Festival Daily






By Tammy Stone

 

One of the magical qualities of cinema is that individual films can be many different things to different people. Films certainly unite, but they also divide, inspiring such heated debate and endless interpretation that it’s often hard to

believe the same film lies at the source of it all.

Then there are the films that deliberately set out to jar, stump and break the mould. Veteran director Bruce McDonald’s oeuvre has done just that, almost from the beginning. In 1996, Hard Core Logo, one of the early mock docs, rapidly achieved cult status, while last year’s The Tracey Fragments used an innovative multiple screen technique to present a strikingly original series of perspectives about a teenaged girl, played by Ellen Page.

 

McDonald has always been aware that technical and narrative trickery alone are not enough, complementing his formal experimentation with a flair for fluid and engaging storytelling.
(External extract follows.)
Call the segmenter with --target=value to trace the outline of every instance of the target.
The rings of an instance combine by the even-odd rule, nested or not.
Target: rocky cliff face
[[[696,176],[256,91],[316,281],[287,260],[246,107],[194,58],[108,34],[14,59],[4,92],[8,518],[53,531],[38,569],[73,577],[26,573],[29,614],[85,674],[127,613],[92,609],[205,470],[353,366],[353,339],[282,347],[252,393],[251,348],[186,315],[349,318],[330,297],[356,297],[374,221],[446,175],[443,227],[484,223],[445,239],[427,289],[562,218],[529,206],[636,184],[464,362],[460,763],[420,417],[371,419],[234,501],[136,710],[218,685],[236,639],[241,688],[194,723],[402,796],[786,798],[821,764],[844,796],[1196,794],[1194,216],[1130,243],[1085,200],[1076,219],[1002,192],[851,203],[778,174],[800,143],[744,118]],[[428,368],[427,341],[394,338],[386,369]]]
Nowhere is this more evident than in his new film, Pontypool, which has numerous sources of inspiration and refuses to adhere to any one genre or category of film styles.

 

“Greg Sinclair, a producer at CBC Radio, commissioned me and Tony Burgess to make a radio drama,” says McDonald. “We thought of combining War of the Worlds done by Orson Welles and the Mercury Theatre in 1938 with some concepts from Tony’s novel Pontypool Changes Everything.”

 

Dabbling in the thriller and zombie film genres but adding doses of humour and philosophical conjecture, Pontypool depicts a bizarre day in the life of a tiny town as it is slowly, inexplicably invaded by some sort of human-altering virus. Mounting tension and looming disaster were not what radio personality Grant Mazzy (Stephen McHattie) expected when he signed on to work in the middle of nowhere at a radio station running out of a church basement. His producer (Lisa Houle) has her hands full trying to get him to read his rather dull local news feeds without flourish or embellishment. As the story starts to unfold, the cameras – and viewer – remain with Mazzy, his producer and their production assistant (Georgina Reilly) in their claustrophobic space. Anticipation builds as Mazzy’s sonorous incantations become a gateway to the cornucopia of chaos in the world outside.

 

“We capitalized on Pontypool’s origins as a radio drama,” says McDonald. “Scary movies are often scariest in the moments where you don’t see the monster. Sound and imagination are very potent in scary films. We couldn’t afford to go outside and see the horrors, so we made the most of staying inside and hearing the horrors.”

 

“The limitations of setting the story entirely inside a radio station also set us free,” continues McDonald, and this comes across in spades. McHattie’s deep, resonating voice lulls, cajoles and all but hypnotizes as he becomes the viewers’ sole access to the unfolding action. Weird things are happening: police are involved in a shootout with ice fishers; the station’s helicopter reporter is sucked into the madness; and people can no longer speak coherently. The offices of a Dr. Mendes (Hrant Alianak) are also being invaded, and soon he’s at the station offering his theories on how and why the human race is imploding.

 

Pontypool is a definite one-of-a-kind movie,” says McDonald. “It borrows on the tensions of Polanski, the confines of Val Lewton’s films, the humour of Buñuel, the social satire of Jewison, the chitter-chat of Louis Malle and the romance of Woody Allen. It’s a movie that we believe in rather than one we’re trying to believe in.”

 

With its astute economy of form, heady conceptual subject matter and arsenal of playful, whimsical moments distinctly recognizable as McDonald’s – only he can incorporate into the same film a newly minted zombie girl repeatedly bashing her head into a glass pane and a nascent romance semi-unfolding with babble as the language of love – Pontypool has something in it for everyone, in the best sense possible.